Last week, the Utah Division of Water Quality issued an alert advising the public to refrain from recreational activities at treated sewage release sites.
The activities include swimming and tubing in or on the water where treated sewage discharges are located.
Due to the drought, many of the streams and rivers across the state are experiencing low to zero flow.
As a result, the division pointed out that streams and rivers receiving municipal treated sewage effluent have considerably less dilution than normal,
And in some cases, the flows may be nearly 100 percent effluent.
In the Castle Valley region, the state agency's advisory involved the Price River near the Wellington treatment plant and the San Rafael tributaries near Castle Dale, Ferron, Emery, Huntington and Orangeville.
In addition to the local sites, the advisory included the following locations where flows are considerably less than normal and into which treated sewage is discharged: Bear River near Corinne, Bear Creek near Salem and Payson, Chalk Creek at Coalville, Cub River at Richmond, Dry Creek at Spanish Fork, the Duchesne River near Duchesne, Eureka Creek at Eureka, East Canyon Creek at Jeremy Ranch, Little Bear River near Hyrum and Wellsville, Malad River near Bear River City and Tremonton, the pond system in Springville, Sanpitch River at Moroni, Silver Creek at Park City, Shoal Creek at Enterprise and Virgin River near St. George.

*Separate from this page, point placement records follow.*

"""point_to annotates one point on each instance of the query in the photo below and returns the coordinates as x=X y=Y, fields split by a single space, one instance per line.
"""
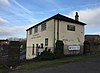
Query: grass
x=43 y=64
x=26 y=66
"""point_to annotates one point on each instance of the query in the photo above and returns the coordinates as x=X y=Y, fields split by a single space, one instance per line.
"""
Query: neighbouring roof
x=59 y=17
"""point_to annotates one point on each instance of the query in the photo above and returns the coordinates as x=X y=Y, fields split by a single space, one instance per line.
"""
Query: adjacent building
x=58 y=27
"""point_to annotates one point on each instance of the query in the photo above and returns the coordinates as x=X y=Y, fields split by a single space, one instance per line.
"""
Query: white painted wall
x=68 y=37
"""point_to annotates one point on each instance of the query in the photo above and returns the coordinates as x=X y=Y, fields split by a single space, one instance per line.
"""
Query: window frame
x=71 y=27
x=33 y=49
x=46 y=41
x=36 y=29
x=30 y=31
x=43 y=26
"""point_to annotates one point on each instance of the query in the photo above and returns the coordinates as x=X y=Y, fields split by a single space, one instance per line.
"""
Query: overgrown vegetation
x=42 y=64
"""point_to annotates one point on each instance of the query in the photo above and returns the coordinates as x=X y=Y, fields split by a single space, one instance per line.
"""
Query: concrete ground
x=76 y=67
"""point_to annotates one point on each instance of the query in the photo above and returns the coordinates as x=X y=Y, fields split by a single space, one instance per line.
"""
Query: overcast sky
x=18 y=15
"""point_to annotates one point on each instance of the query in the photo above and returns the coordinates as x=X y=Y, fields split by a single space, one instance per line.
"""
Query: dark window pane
x=46 y=42
x=43 y=26
x=71 y=27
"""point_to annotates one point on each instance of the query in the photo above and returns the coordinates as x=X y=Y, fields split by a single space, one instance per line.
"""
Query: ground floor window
x=33 y=50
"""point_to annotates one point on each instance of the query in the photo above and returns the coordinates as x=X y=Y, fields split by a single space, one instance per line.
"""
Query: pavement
x=76 y=67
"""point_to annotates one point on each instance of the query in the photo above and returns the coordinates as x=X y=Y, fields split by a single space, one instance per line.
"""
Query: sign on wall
x=73 y=47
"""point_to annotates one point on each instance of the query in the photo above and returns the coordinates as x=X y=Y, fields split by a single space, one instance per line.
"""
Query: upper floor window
x=71 y=27
x=36 y=29
x=33 y=50
x=43 y=26
x=30 y=31
x=46 y=41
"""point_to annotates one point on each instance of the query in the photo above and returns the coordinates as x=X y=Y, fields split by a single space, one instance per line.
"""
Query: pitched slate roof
x=59 y=17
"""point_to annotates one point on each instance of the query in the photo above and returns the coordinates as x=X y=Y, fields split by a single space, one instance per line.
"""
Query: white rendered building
x=58 y=27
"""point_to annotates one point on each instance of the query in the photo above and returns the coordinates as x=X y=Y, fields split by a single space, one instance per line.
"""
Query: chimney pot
x=77 y=16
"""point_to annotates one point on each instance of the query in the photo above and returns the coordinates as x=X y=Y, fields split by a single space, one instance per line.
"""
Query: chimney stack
x=77 y=16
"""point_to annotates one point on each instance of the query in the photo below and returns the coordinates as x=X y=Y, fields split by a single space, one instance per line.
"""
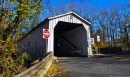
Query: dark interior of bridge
x=67 y=39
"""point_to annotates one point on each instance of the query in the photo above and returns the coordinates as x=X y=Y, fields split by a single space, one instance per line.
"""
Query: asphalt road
x=95 y=67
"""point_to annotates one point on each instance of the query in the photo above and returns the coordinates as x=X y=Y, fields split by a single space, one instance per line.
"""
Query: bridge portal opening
x=70 y=40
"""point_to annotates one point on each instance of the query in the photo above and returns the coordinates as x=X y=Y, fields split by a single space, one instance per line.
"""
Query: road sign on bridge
x=46 y=33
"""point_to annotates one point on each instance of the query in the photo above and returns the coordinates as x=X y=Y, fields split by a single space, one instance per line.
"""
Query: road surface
x=95 y=67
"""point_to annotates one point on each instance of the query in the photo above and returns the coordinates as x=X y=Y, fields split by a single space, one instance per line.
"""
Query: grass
x=56 y=70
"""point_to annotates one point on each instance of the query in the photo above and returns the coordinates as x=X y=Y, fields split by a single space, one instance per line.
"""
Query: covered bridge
x=69 y=36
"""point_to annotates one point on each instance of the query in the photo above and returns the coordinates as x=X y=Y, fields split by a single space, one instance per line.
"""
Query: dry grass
x=56 y=70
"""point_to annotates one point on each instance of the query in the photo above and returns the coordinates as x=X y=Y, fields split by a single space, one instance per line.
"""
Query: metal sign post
x=98 y=40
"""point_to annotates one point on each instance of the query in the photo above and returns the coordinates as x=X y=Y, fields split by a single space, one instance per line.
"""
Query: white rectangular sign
x=98 y=38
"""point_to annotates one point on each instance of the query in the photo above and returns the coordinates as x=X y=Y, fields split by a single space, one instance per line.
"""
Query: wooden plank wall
x=33 y=43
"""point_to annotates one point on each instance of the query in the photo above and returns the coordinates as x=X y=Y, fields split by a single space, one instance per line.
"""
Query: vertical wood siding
x=71 y=18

All sewage treatment facilities operating in Utah are required to meet appropriate standards to protect public health, indicated the water quality division.
However, the lack of dilution water due to extreme drought conditions may cause the rivers and streams receiving discharges to exceed water quality standards. The resulting situation may increase the risk of water-borne illnesses, concluded the state agency's advisory.